TUC型ユニットキャリヤの開発と震災被災地での活躍


TUC型ユニットキャリヤ

 第三世代ユニットキャリヤ(TUC型ユニットキャリヤ)の開発

 この度、輸機・インフラ本部では株式会社ミック殿向けに第三世代ユニットキャリヤ(TUC型ユニットキャリヤ)を開発し、納入しましたので紹介します。

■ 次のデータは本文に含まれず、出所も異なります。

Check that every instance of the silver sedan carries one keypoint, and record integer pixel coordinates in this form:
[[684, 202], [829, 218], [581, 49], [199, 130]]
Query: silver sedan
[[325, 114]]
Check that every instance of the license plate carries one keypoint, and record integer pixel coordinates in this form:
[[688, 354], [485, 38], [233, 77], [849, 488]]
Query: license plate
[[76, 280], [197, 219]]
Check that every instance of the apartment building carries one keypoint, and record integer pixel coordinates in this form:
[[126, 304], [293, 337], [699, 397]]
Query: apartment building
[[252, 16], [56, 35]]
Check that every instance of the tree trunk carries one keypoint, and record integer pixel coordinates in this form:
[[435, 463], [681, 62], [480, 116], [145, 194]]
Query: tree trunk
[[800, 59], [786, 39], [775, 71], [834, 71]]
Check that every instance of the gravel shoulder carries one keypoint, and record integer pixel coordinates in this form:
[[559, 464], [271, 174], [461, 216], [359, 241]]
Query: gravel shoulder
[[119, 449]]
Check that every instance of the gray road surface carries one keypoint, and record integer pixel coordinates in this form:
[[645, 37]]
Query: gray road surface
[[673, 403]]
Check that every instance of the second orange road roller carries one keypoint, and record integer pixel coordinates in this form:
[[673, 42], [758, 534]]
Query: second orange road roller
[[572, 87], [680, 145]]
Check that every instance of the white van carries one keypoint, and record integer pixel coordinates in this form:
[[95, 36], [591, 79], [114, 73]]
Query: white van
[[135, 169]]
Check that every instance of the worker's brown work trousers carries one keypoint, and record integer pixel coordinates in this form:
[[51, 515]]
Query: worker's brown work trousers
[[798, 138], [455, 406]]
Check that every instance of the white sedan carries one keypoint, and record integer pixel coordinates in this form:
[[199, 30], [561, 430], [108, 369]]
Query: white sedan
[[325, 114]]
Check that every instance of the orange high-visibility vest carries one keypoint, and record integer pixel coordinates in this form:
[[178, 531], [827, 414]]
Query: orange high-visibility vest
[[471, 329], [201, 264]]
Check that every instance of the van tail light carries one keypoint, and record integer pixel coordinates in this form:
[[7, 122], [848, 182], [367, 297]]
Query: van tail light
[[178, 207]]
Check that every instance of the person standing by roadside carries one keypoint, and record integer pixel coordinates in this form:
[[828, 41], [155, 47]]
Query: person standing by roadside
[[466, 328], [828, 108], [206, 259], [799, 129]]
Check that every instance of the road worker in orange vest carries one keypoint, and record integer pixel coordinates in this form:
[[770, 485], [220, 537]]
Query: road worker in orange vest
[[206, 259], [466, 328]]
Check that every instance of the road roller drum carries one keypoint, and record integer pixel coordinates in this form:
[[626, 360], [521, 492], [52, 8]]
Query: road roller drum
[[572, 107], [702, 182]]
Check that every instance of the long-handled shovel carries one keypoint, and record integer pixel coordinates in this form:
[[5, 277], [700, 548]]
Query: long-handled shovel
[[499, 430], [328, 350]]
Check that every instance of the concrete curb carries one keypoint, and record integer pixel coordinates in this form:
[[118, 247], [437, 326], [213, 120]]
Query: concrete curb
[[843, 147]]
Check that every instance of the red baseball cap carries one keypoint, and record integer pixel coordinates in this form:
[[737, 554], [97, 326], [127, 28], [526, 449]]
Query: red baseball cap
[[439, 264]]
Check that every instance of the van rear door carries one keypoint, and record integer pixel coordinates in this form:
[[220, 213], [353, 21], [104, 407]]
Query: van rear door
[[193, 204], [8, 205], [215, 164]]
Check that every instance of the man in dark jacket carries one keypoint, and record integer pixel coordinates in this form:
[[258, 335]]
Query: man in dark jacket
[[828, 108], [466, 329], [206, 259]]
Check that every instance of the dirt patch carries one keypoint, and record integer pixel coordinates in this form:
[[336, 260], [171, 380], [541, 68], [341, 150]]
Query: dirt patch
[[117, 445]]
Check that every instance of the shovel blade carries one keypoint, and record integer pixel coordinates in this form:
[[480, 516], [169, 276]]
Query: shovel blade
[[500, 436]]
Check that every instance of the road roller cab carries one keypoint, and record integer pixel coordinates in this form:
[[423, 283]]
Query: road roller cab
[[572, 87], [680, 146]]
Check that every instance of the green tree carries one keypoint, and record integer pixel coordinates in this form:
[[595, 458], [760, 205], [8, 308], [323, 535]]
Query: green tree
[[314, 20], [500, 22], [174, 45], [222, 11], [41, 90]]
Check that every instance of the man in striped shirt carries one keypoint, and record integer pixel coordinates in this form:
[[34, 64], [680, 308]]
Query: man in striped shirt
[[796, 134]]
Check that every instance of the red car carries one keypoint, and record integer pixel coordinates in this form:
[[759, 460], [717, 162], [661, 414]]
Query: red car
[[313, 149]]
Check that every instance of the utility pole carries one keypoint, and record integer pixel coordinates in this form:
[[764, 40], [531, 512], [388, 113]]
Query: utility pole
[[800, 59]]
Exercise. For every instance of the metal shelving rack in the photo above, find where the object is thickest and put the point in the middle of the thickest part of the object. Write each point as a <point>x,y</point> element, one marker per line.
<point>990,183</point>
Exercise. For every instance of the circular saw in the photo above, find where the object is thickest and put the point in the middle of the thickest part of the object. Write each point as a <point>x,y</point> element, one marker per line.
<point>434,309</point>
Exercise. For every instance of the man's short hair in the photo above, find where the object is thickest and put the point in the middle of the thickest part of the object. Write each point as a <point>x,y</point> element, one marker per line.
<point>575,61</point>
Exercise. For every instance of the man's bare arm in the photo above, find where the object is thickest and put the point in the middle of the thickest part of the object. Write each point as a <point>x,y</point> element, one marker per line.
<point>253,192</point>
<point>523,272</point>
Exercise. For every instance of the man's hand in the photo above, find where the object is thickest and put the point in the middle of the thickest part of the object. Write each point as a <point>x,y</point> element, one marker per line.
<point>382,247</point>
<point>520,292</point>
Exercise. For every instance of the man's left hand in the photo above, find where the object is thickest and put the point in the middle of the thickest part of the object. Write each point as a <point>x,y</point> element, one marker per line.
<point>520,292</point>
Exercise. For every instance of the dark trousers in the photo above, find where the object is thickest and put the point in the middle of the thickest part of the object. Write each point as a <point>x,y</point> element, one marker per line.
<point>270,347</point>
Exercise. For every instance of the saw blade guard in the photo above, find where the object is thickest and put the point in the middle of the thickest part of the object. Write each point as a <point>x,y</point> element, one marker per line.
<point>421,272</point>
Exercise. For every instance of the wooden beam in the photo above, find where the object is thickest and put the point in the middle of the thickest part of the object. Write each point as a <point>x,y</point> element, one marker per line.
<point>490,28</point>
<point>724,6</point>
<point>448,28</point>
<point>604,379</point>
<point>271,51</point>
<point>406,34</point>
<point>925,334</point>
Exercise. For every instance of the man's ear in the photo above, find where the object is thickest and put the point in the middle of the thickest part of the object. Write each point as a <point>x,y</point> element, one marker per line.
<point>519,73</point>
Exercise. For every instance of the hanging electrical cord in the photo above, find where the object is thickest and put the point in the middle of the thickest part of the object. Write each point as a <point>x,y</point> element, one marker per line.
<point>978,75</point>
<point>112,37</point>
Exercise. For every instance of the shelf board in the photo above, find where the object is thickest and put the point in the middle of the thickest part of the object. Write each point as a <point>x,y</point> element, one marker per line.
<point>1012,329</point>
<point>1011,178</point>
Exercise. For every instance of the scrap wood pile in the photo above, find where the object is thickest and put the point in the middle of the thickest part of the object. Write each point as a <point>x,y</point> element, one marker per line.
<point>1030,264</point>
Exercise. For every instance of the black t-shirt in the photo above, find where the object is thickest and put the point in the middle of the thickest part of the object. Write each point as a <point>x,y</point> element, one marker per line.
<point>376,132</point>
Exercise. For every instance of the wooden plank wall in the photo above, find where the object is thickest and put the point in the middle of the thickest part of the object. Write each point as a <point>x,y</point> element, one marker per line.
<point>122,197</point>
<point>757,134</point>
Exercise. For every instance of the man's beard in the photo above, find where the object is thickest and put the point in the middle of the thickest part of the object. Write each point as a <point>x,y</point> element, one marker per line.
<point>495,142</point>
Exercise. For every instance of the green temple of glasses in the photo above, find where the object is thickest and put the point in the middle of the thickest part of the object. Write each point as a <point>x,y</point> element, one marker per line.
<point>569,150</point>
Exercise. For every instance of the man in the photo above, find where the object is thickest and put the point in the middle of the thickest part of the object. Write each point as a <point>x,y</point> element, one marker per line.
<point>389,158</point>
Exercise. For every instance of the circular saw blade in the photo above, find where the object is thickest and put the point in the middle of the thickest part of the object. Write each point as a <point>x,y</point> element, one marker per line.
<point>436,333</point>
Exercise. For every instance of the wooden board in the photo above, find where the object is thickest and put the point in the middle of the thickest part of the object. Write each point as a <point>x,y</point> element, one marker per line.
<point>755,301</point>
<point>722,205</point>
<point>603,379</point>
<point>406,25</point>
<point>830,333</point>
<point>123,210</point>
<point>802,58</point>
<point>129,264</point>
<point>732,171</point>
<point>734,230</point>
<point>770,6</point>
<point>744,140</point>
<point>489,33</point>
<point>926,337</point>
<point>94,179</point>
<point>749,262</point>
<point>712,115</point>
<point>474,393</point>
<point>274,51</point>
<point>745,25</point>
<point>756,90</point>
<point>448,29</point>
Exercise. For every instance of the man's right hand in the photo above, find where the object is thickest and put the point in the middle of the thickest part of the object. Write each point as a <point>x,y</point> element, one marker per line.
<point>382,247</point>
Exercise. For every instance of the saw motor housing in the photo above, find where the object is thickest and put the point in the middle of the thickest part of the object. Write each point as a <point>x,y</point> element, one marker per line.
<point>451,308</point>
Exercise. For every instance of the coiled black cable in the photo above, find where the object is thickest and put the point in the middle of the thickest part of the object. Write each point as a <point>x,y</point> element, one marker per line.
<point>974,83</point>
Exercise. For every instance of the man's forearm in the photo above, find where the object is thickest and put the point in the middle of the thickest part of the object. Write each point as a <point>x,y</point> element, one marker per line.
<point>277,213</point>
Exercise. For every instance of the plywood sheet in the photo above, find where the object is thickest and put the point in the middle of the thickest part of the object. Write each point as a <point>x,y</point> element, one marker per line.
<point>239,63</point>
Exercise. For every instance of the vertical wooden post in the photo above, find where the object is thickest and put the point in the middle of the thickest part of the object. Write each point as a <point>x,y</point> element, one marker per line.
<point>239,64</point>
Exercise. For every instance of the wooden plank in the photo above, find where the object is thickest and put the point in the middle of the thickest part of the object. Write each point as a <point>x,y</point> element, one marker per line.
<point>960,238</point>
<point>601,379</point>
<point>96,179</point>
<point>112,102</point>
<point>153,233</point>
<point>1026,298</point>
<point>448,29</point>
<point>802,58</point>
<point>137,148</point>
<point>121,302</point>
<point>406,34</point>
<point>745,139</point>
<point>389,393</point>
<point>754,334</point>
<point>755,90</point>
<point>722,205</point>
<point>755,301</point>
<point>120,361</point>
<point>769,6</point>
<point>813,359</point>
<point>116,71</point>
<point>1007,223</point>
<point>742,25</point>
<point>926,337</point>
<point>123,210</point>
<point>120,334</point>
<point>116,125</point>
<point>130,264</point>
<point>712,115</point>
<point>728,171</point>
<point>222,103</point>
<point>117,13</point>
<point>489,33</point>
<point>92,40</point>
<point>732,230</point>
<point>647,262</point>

 ユニットキャリヤは、各ユニットの走行、操舵、ジャッキを連動させ、編成した状態でワンマン運転にて、橋梁などの長尺物やプラント建屋などの超重量物の輸送および据付けが可能で、単車型のキャリヤに比べて、ハード面およびソフト面で複雑な構造となっています。 車両の要素は、台車部分の3軸キャリヤ、エンジンなど駆動部分のパワーユニット、運転室部分のキャブユニットと分かれ、組み合わせ次第でいろいろな積載物に対応が可能です。

 1987年に初代型(UC型)を開発し、1999年に機能アップした第二世代型(NUC)を開発し、現在までに68台の納入実績があります。

 今回の第三世代型(TUC)型の開発では、
@現場への輸送を考慮して積載量を減らすことなく幅を従来の3,200mmより3,000mmにサイズダウンしたこと、
A編成モードの自由度を大幅に向上させ従来は対応できなかった平行四辺形や台形の編成を可能にしたこと、
B現場での作業性の向上を図るために運転室内操作と同様の操作が可能な無線リモコンを開発したこと、
C編成作業の負荷低減を図るために、車両間のホース接続を極力減らしたこと、
等の機能アップも図りました。

 TUC型ユニットキャリヤ 震災被災地で活躍

 平成23年3月11日に東北地方を襲った巨大地震は各地の沿岸地域に甚大な津波の被害を与えました。その中でも宮城県気仙沼市は全国でも有数の漁業基地でしたが、港湾周辺だけでなく市街地まで津波の被害を受け、多くの死傷者を出しました。その際に港に停泊していた大小多くの漁船が津波により押し流され、陸上に取り残され、「取り残された漁船を如何に海に戻すか?」が課題となりました。

 このような状況の中、(株)ミック殿から「漁船を岸壁まで輸送する」提案がなされ、TUC型ユニットキャリヤが活躍をしましたので報告します。

 打ち揚げられた大型漁船の輸送作業は5月末から準備工事が始まり、6月15日〜17日に1隻目の輸送が行われました。今回の輸送は当キャリヤの初仕事ということもあり、当社はミック殿との間で事前の打ち合わせを綿密に行った上で、万全の体制で臨みました。 輸送作業は15日にクレーン2基で漁船を吊り上げ、キャリヤがその下に進入、キャリヤ荷台上の架台に漁船を積み込むというものでした。

 16日にはマスコミ各社関係者(TV局、通信社、カメラマン)が見守る中、通行規制をされた県道をキャリヤが横切り、漁船を気仙沼港岸壁まで搬送。翌17日の午前には再度クレーンでキャリヤ上の漁船を吊り上げ、約100日ぶりに無事海に戻りました。

 今回の輸送はキャリヤを使用して不安定な大型漁船を海に戻すという初めての試みであり、非常に注目を集めました。特に秋のカツオ漁に間に合うように復興を進めている気仙沼の様子とともに、メディアで多く取り上げられ、3日間を通じて多くのマスコミが当社製のTUCの雄姿にカメラを向けていました。